Ada orang-orang yang kerja di luar kota, dan hanya pulang sebulan sekali atau bahkan lebih lama lagi. Begitu pulang, langsung sibuk dengan teman-temannya, tanpa sadar bahwa keluarganya—orang tua atau kakak adiknya—merindukan bercakap-cakap dengannya setelah lama tak bertemu.
Ini aku sedang "galau" sama adikku, sebenarnya. Dia kerja di luar kota, dan hanya pulang sebulan atau dua bulan sekali, dan hanya 2 atau 3 hari di rumah. Dalam waktu yang sempit itu, dia lebih sering di luar bersama teman-temannya, padahal aku sangat ingin ngobrol bersamanya.

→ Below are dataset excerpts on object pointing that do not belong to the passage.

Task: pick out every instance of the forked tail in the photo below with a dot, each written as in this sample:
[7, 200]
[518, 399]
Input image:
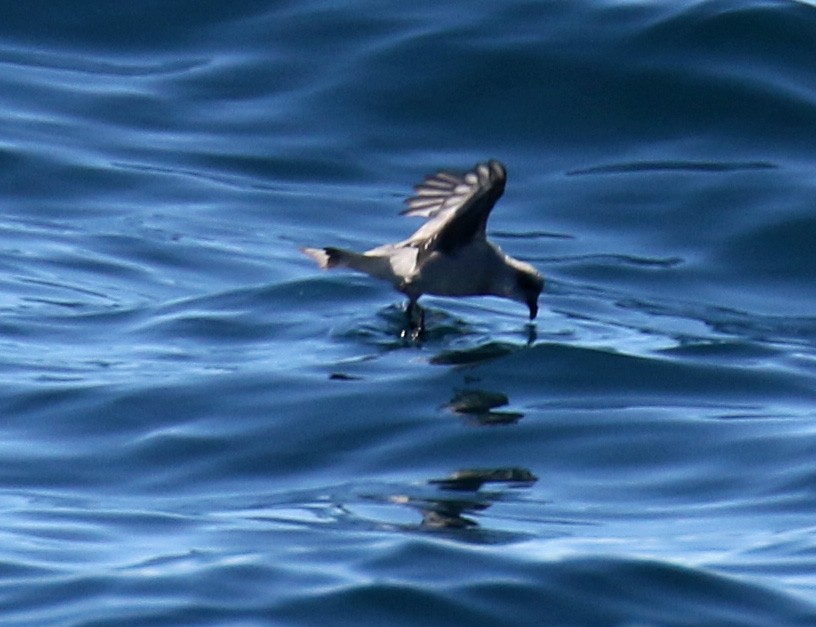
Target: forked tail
[331, 257]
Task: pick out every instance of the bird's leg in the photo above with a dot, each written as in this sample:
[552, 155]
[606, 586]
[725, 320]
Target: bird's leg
[415, 331]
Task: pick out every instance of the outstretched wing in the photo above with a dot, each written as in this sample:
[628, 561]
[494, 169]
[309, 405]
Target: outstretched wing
[457, 206]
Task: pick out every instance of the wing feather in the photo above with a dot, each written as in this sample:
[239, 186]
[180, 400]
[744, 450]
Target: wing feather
[456, 206]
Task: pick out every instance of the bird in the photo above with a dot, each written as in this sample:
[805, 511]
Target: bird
[450, 254]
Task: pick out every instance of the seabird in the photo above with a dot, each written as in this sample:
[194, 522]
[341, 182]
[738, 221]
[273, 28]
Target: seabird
[450, 254]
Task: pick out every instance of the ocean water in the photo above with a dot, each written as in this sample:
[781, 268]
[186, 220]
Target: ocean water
[197, 426]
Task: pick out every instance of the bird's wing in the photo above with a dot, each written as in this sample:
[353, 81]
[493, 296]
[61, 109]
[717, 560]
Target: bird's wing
[456, 205]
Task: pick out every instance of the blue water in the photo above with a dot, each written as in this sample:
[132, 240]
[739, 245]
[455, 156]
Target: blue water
[197, 426]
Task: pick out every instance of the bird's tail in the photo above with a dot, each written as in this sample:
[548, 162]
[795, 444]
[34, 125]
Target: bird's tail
[332, 257]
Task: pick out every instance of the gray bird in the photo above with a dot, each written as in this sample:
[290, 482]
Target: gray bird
[450, 254]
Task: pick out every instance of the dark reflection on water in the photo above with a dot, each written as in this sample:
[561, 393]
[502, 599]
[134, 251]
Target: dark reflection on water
[199, 427]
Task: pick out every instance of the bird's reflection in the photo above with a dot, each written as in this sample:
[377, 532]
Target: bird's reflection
[479, 408]
[443, 510]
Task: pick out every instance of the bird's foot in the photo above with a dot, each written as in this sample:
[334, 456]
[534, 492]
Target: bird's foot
[415, 330]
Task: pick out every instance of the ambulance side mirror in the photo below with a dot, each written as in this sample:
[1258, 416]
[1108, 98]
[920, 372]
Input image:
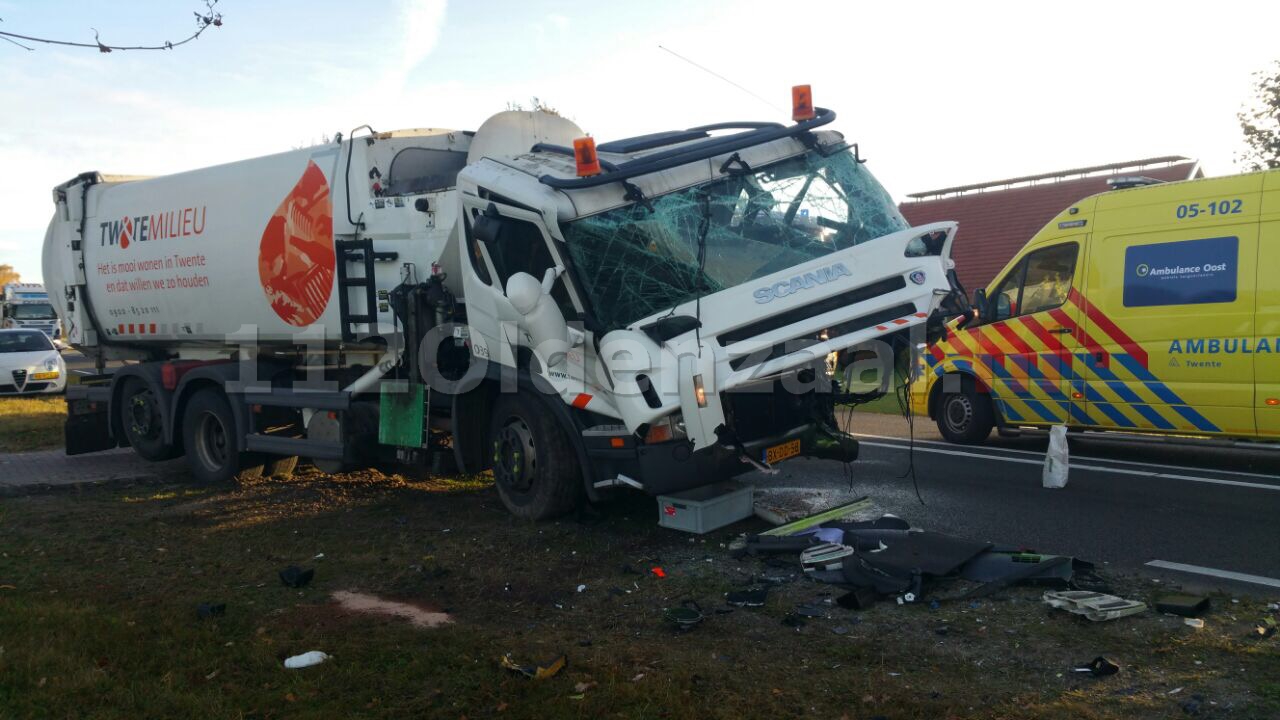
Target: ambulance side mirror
[979, 302]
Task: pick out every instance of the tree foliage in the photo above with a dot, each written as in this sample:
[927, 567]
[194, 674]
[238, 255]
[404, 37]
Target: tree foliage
[1260, 122]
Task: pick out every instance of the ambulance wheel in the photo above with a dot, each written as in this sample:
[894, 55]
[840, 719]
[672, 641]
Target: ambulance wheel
[965, 417]
[534, 464]
[209, 437]
[142, 420]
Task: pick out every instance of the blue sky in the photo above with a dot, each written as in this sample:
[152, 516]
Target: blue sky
[936, 94]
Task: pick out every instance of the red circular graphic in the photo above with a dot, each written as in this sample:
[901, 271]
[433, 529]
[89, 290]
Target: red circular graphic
[296, 258]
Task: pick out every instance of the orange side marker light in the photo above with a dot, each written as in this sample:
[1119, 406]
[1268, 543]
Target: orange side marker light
[584, 154]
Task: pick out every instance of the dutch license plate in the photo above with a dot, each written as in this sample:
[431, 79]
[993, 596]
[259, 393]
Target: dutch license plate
[780, 452]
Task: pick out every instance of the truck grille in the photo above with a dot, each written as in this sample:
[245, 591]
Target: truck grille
[805, 311]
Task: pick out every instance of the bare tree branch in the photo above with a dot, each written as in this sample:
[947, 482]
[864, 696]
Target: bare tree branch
[202, 22]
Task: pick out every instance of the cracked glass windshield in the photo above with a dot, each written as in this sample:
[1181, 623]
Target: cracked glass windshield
[635, 261]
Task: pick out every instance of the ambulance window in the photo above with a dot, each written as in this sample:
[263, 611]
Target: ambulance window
[1040, 282]
[1048, 278]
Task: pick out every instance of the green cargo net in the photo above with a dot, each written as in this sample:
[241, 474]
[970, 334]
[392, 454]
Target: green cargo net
[635, 261]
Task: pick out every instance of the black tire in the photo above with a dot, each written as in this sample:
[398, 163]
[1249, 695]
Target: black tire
[142, 420]
[965, 417]
[210, 440]
[280, 466]
[534, 464]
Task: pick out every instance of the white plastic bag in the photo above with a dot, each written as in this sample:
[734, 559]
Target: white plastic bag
[1055, 460]
[306, 660]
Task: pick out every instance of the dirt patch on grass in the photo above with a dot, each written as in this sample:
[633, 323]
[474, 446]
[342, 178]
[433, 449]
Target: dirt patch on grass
[31, 423]
[416, 615]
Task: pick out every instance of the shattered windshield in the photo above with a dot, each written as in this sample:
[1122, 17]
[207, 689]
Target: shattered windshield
[634, 261]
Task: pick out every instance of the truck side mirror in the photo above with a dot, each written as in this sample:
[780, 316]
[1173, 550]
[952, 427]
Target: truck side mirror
[487, 228]
[488, 224]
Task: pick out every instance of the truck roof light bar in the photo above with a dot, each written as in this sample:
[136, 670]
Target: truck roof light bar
[667, 159]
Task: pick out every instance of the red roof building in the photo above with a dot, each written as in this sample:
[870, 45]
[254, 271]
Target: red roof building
[997, 218]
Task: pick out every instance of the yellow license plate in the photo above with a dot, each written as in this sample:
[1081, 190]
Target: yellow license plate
[780, 452]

Tadi siang dia pulang, dan aku pun ke rumah ortu untuk menemuinya. Tapi kata ortu, dia barusan pergi ke rumahnya sendiri (adikku sudah punya rumah sendiri). Ya sudah, kupikir dia perlu istirahat. Malam ini, aku ke rumah adikku, tapi ternyata dia sedang keluar bersama temannya.

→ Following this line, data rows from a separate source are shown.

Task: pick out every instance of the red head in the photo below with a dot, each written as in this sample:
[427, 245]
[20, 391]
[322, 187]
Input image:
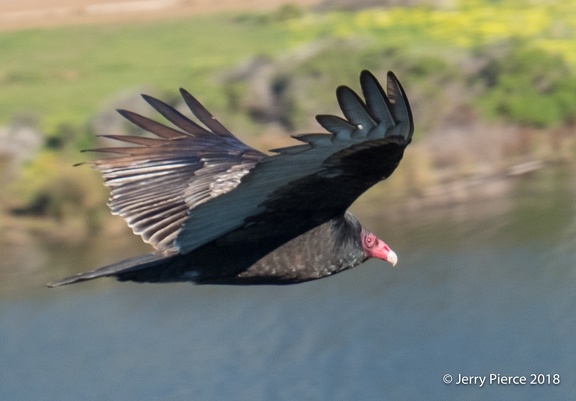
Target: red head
[374, 247]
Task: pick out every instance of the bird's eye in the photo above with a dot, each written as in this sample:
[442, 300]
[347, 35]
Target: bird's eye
[369, 240]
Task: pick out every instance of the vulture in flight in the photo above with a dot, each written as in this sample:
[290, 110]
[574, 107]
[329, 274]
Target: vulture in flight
[218, 211]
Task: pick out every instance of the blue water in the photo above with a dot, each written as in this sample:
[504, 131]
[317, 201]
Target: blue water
[463, 300]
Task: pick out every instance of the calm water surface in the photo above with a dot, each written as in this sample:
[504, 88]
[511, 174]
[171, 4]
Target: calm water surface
[485, 289]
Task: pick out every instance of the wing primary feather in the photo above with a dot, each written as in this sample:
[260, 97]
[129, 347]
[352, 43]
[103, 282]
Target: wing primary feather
[399, 103]
[335, 125]
[138, 140]
[354, 108]
[378, 104]
[204, 115]
[151, 125]
[174, 116]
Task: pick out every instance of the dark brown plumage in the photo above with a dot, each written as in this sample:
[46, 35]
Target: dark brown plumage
[218, 211]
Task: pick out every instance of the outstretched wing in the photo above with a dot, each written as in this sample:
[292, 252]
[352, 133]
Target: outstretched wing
[304, 186]
[154, 185]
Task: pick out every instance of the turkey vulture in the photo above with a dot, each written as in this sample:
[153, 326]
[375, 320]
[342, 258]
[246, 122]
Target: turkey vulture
[220, 212]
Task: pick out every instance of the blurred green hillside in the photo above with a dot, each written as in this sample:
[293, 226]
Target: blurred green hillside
[496, 75]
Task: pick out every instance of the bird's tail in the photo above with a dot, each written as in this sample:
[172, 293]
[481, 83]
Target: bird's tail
[118, 269]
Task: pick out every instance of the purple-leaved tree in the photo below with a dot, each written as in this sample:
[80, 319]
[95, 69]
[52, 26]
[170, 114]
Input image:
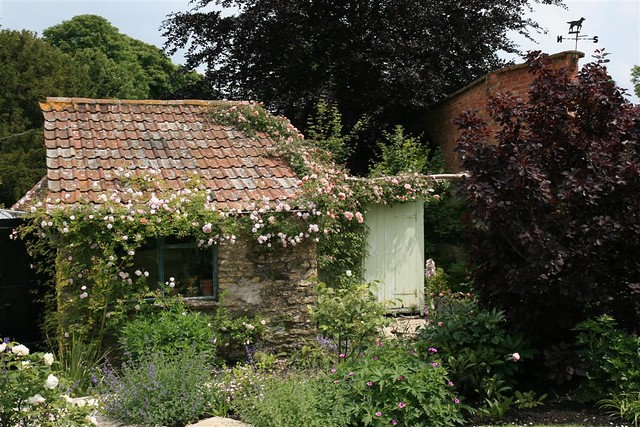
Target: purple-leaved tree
[554, 201]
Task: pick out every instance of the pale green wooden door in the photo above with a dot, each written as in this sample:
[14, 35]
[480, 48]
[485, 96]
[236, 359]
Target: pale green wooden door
[396, 254]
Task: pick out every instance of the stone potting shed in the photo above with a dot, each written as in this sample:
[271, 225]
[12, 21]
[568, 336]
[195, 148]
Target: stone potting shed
[88, 140]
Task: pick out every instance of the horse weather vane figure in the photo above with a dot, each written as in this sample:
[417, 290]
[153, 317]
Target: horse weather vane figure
[574, 28]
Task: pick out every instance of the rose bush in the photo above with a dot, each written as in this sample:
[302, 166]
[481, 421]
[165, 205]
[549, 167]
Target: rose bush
[31, 394]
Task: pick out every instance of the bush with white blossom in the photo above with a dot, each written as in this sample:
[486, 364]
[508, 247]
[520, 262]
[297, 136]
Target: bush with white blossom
[32, 394]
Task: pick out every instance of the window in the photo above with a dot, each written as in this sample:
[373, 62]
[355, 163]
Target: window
[193, 269]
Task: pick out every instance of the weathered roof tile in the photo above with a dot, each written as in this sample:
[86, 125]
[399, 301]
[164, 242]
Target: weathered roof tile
[87, 139]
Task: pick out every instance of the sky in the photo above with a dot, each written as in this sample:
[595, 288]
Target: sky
[616, 23]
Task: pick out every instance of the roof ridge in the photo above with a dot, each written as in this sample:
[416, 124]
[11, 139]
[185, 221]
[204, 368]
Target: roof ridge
[197, 102]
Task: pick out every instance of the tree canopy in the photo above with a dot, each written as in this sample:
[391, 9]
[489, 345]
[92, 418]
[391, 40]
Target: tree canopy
[120, 66]
[383, 59]
[555, 202]
[31, 70]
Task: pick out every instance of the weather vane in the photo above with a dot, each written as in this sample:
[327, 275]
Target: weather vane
[574, 28]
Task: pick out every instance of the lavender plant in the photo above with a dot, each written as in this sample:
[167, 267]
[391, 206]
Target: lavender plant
[162, 390]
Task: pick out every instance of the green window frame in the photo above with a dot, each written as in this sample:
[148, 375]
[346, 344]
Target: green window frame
[194, 270]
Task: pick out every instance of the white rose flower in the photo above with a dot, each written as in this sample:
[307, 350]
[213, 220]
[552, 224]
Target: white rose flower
[52, 382]
[20, 350]
[34, 400]
[48, 359]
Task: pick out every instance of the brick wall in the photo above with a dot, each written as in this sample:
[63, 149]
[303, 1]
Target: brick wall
[438, 121]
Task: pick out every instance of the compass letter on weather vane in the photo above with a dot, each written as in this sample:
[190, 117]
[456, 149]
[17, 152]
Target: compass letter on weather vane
[574, 29]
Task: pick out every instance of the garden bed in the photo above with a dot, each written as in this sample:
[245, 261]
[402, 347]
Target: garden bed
[560, 412]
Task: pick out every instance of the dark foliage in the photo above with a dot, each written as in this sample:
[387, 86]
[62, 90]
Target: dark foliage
[31, 70]
[555, 201]
[381, 59]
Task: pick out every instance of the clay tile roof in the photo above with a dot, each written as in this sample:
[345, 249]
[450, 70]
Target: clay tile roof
[88, 139]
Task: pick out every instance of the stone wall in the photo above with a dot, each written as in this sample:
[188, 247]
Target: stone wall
[275, 283]
[438, 121]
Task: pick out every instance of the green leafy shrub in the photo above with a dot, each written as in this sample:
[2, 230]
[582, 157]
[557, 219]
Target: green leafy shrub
[164, 389]
[612, 358]
[474, 344]
[81, 363]
[297, 399]
[625, 406]
[31, 394]
[349, 319]
[402, 153]
[389, 384]
[166, 325]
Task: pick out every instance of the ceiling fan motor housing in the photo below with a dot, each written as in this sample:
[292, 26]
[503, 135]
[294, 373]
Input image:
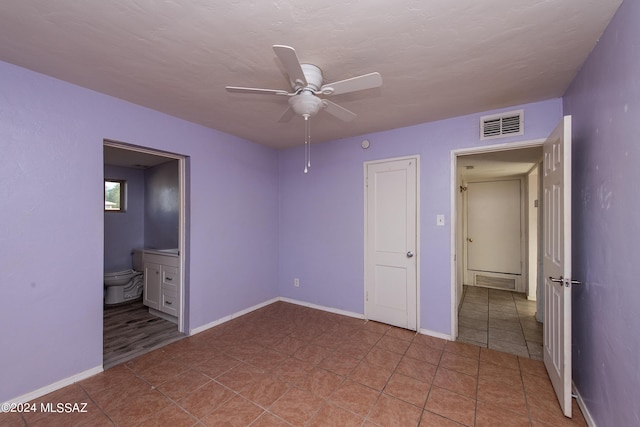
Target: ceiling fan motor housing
[306, 103]
[313, 74]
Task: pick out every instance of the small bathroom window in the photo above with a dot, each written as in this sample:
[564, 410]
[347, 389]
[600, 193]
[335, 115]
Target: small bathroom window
[114, 195]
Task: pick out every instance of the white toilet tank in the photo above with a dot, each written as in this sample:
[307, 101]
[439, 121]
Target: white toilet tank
[138, 263]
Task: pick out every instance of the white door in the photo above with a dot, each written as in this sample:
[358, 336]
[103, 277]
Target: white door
[494, 227]
[557, 261]
[391, 242]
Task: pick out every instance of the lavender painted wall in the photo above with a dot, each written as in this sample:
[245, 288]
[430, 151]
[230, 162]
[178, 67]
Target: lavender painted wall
[322, 212]
[51, 137]
[124, 231]
[604, 100]
[162, 206]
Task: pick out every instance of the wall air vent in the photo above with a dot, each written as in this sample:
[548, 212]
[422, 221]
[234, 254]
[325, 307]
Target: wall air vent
[502, 125]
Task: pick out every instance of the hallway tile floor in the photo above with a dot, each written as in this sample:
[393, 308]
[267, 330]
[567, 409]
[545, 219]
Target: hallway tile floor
[500, 320]
[287, 365]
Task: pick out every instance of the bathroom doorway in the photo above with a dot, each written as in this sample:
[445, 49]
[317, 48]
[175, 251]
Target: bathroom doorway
[148, 238]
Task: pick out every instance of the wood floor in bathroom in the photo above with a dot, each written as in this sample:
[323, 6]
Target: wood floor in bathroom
[129, 331]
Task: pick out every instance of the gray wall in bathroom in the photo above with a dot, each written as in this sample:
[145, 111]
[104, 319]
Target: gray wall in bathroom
[124, 231]
[162, 206]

Berdiri di depan gerbang rumahnya yang sepi, aku merasakan sesuatu yang membingungkan. Aku ingin meneleponnya, mengatakan bahwa aku merindukannya. Tapi kami tidak biasa mengungkapkan perasaan sentimental semacam itu. Sejak kecil, kami tidak pernah diajari hal-hal semacam itu.

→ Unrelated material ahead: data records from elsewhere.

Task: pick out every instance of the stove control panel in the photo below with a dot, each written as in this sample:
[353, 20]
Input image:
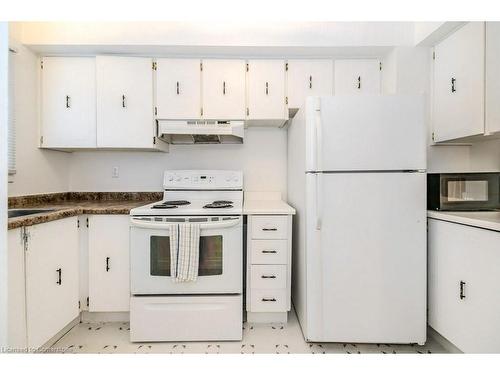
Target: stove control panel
[203, 180]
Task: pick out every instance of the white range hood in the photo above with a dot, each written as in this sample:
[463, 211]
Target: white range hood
[200, 131]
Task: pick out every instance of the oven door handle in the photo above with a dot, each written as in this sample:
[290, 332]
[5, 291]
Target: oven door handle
[165, 225]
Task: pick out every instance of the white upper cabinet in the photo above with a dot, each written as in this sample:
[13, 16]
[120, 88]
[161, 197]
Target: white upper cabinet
[178, 89]
[458, 108]
[308, 78]
[68, 102]
[357, 76]
[51, 279]
[125, 102]
[223, 89]
[266, 90]
[492, 77]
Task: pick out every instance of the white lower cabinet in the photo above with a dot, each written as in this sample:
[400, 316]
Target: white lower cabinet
[463, 285]
[268, 268]
[109, 264]
[51, 279]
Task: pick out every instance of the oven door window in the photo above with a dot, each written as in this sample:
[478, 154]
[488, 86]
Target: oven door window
[210, 263]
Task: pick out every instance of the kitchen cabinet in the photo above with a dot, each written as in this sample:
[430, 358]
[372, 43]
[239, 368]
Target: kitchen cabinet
[125, 102]
[68, 102]
[357, 76]
[178, 89]
[268, 268]
[109, 265]
[463, 285]
[223, 89]
[308, 78]
[458, 99]
[51, 278]
[16, 303]
[266, 92]
[492, 77]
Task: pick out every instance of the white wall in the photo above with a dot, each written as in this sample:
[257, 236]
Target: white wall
[38, 171]
[262, 158]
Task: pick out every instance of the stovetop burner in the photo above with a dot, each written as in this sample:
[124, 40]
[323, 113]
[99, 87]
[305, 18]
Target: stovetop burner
[178, 203]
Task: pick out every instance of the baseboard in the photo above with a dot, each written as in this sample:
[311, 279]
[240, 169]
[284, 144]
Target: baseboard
[442, 341]
[100, 317]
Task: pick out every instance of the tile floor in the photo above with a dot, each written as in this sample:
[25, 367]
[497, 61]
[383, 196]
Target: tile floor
[257, 339]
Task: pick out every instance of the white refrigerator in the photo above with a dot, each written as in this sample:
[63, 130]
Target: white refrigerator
[356, 176]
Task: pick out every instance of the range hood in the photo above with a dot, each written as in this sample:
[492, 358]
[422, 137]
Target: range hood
[188, 132]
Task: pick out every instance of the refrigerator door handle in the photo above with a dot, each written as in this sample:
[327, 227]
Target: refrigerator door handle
[319, 200]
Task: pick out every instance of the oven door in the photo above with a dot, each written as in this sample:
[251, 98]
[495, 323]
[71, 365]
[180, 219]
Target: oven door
[220, 265]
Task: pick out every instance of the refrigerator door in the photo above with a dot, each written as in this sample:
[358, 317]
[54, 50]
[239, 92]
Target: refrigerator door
[366, 264]
[365, 132]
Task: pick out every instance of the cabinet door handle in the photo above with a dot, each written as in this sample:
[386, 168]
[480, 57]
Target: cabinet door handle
[59, 276]
[462, 289]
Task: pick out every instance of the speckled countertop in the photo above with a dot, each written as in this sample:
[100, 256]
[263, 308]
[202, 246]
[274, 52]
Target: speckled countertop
[73, 204]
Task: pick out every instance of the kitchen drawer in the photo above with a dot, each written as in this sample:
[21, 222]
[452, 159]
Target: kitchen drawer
[268, 300]
[269, 251]
[269, 276]
[272, 227]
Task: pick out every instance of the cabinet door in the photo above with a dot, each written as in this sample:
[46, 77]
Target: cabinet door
[178, 89]
[223, 89]
[357, 77]
[109, 277]
[124, 102]
[458, 108]
[266, 89]
[16, 294]
[68, 102]
[492, 77]
[51, 279]
[308, 78]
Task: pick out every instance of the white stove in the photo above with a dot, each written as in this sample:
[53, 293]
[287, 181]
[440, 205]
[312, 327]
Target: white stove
[209, 308]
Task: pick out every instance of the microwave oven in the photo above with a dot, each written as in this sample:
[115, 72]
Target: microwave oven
[463, 191]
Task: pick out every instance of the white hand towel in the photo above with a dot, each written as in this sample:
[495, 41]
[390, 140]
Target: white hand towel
[184, 251]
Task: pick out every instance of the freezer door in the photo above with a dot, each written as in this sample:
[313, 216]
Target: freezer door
[366, 264]
[365, 132]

Kalau sejak kecil kau telah diajari, dididik, dan dibiasakan mengungkapkan perasaan positif pada keluarga dan orang-orang terdekatmu (semisal ucapan I love you atau I miss you), kau perlu tahu bahwa kau orang beruntung, karena setengah dari masalah hidupmu sudah teratasi.
Ironi sebagian kita, tampaknya, lebih dibiasakan mengungkapkan perasaan negatif, tapi tak pernah diajari mengungkapkan perasaan positif. Kita mudah menunjukkan amarah pada orang-orang terdekat kita, tapi kesulitan saat ingin mengatakan bahwa kita merindukan dan menyayangi mereka.
Oh, ya, aku harus mengakui bahwa aku merasa sangat mudah saat ingin marah dan mengamuk di hadapan adikku (atau di hadapan siapa pun, sebenarnya), tapi aku sering kesulitan saat ingin mengatakan kepadanya bahwa aku merindukan, menyayangi, dan sering kangen mengobrol dengannya.
Dan sekarang aku bertanya-tanya, bagaimana "error" semacam ini bisa terjadi? Dalam perspektif komputasi, ini seperti GIGO, garbage in garbage out. Kita, atau sebagian kita, "diprogram" untuk mudah melakukan hal-hal negatif, tapi kesulitan saat ingin melakukan hal-hal positif.
Kelak, jika punya anak—meski aku tidak yakin—aku akan mengingat untuk mengajari dan membiasakan anakku mengungkapkan perasaan cinta pada orang-orang terdekatnya. Tidak hanya dalam perbuatan, tapi juga ucapan. Karena cinta kadang tak cukup lewat tindakan, dan butuh kata-kata.
*) Ditranskrip dari timeline @noffret, 2 November 2019.